Children Suffer in Alabama Immigration Fight

Civil rights leaders in Alabama and across the nation are expressing concern that the severe lack of stability created in Latino families by the state’s new anti-immigrant law, H.B. 56, has led to a humanitarian crisis in Alabama.

During a press conference lead by the National Immigration Forum Thursday, Alabama educators and community leaders agreed that the major problem with this law is that children are bearing the weight of the suffering due to a part of the law that instructs schools to inquire about every student’s immigration status.
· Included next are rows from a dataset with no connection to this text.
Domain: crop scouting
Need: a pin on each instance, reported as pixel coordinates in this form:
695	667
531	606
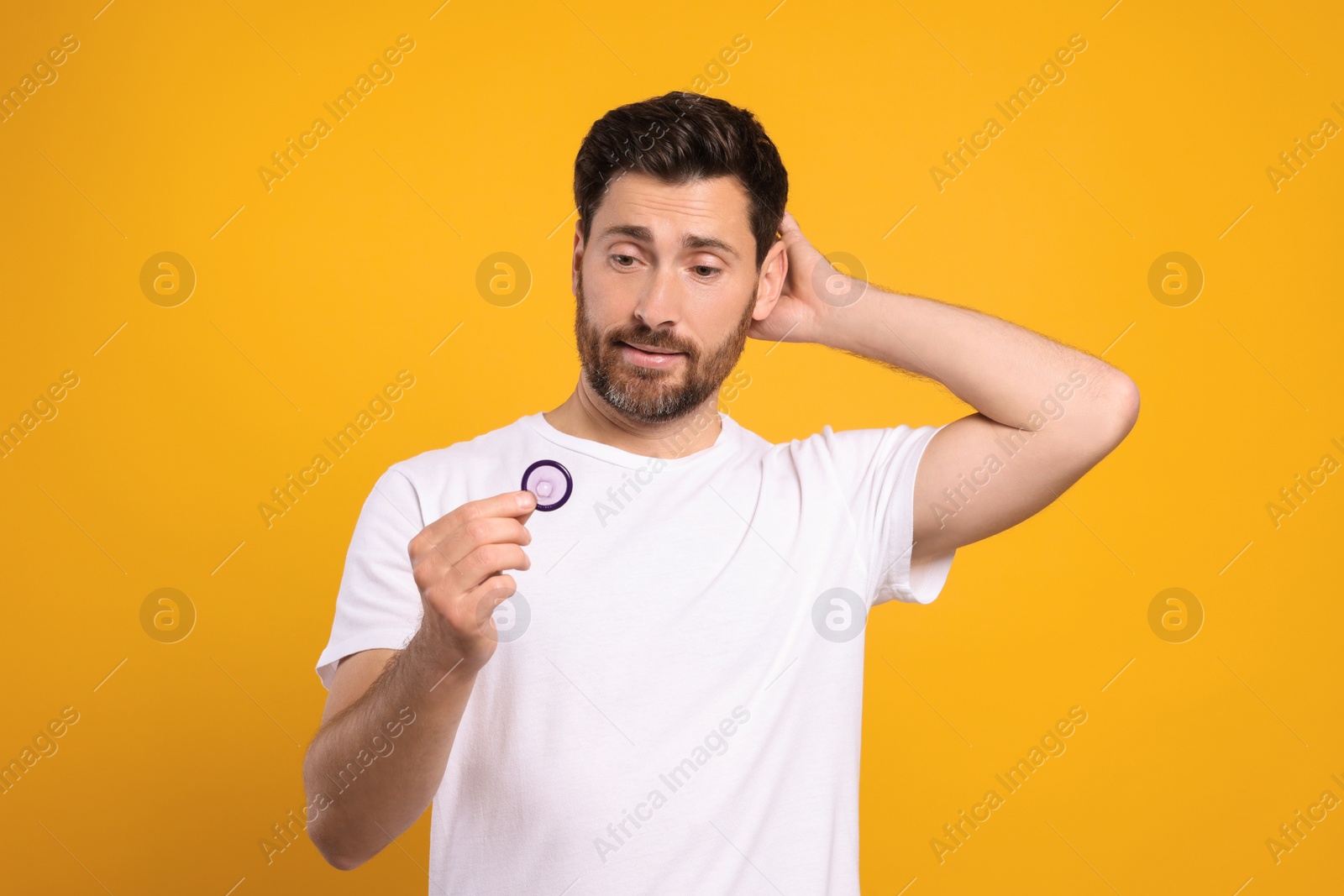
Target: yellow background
363	259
This week alone the state’s implementation of the law has led to thousands of students staying home from school in fear of repercussions from the state. And in at least one instance, as reported by Mary Bauer of the Southern Poverty Law Center, Latino children were asked to assemble in their school cafeteria and then raise their hands to indicate whether or not they were born in the United States.

Other reports show increased incidents of bullying and high amounts distress among children afraid of having to leave their schools, homes, and friends due to the threat of deportation.

H.B. 56, signed into law by Alabama Governor Robert Bentley on June 16, is widely considered by many civil and human rights and immigration advocates to be the most draconian law of its kind in the nation. Civil rights groups are appealing a federal court judge’s recent decision to uphold the most harmful provisions of the law, including the provision requiring schools to check a student’s immigration status.